WOLA: Advocacy for Human Rights in the Americas

(AP Photo/Isabel Mateos)

16 Oct 2019 | News

Mexican Authorities Must Guarantee Protection of Extracontinental and Caribbean Migrants

Washington, DC—Today, the Citizens’ Council of Mexico’s National Migration Institute (Consejo Ciudadano del Instituto Nacional de Migración, CCINM) released a statement expressing its concern for the situation of extracontinental and Caribbean migrants at Mexico’s southern border. In the context of growing humanitarian and security concerns for these migrants, the Council urged Mexican migration authorities to develop an appropriate, humanitarian-focused response that guarantees migrants’ human rights.

“As seen in the past, whenever migration policy becomes more restrictive, the human cost rises considerably… When access to regularization is cut off, more people fall victim to corruption as well as abuses by smugglers and traffickers. As a result, the vulnerability of undocumented persons in Mexico increases,” reads the statement. “This is exactly what we saw on October 11 in Puerto Arista, Chiapas, when a group of people opted to migrate irregularly by sea, resulting in the fatal death of at least two individuals from Cameroon.”

The statement calls on the Mexican government to make use of the various tools at its disposal to respond to this crisis and provide assistance to victims.

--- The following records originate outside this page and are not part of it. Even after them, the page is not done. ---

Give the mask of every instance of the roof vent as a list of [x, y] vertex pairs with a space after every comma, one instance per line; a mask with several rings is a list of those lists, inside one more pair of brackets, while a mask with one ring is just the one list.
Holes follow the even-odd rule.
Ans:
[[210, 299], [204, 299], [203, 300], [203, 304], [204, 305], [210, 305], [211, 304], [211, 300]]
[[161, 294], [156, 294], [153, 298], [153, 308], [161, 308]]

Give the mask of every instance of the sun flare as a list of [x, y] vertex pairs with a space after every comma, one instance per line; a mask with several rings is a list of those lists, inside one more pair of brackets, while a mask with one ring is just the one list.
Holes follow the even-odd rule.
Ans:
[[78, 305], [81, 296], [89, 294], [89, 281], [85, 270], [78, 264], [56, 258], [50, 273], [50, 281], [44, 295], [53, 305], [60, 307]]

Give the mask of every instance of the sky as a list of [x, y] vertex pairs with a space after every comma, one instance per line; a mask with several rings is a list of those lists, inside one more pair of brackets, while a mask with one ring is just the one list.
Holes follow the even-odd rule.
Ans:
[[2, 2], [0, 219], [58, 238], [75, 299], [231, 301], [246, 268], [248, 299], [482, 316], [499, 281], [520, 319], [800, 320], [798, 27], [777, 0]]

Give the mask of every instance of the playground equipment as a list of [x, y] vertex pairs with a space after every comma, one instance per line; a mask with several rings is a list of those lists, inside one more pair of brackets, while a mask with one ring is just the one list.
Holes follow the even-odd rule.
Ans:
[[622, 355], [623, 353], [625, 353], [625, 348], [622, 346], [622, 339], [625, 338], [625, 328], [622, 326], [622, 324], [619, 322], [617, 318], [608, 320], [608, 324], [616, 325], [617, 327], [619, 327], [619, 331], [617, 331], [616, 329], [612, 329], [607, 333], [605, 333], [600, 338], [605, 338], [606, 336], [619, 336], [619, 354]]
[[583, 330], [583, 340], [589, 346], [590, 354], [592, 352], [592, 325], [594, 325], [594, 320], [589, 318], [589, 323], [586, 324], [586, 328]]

According to the Council, this includes granting certain migrants temporary stay in the country based on humanitarian reasons. “The Citizens’ Council urges the National Migration Institute to provide the necessary assistance to the survivors of these unfortunate events and their families,” reads the statement. “In the same vein, we urge the Institute to consider granting the ‘Stay for Humanitarian Reasons’—outlined in the Law on Migration—to the survivors of the shipwreck and other extracontinental migrants stranded at the southern border.”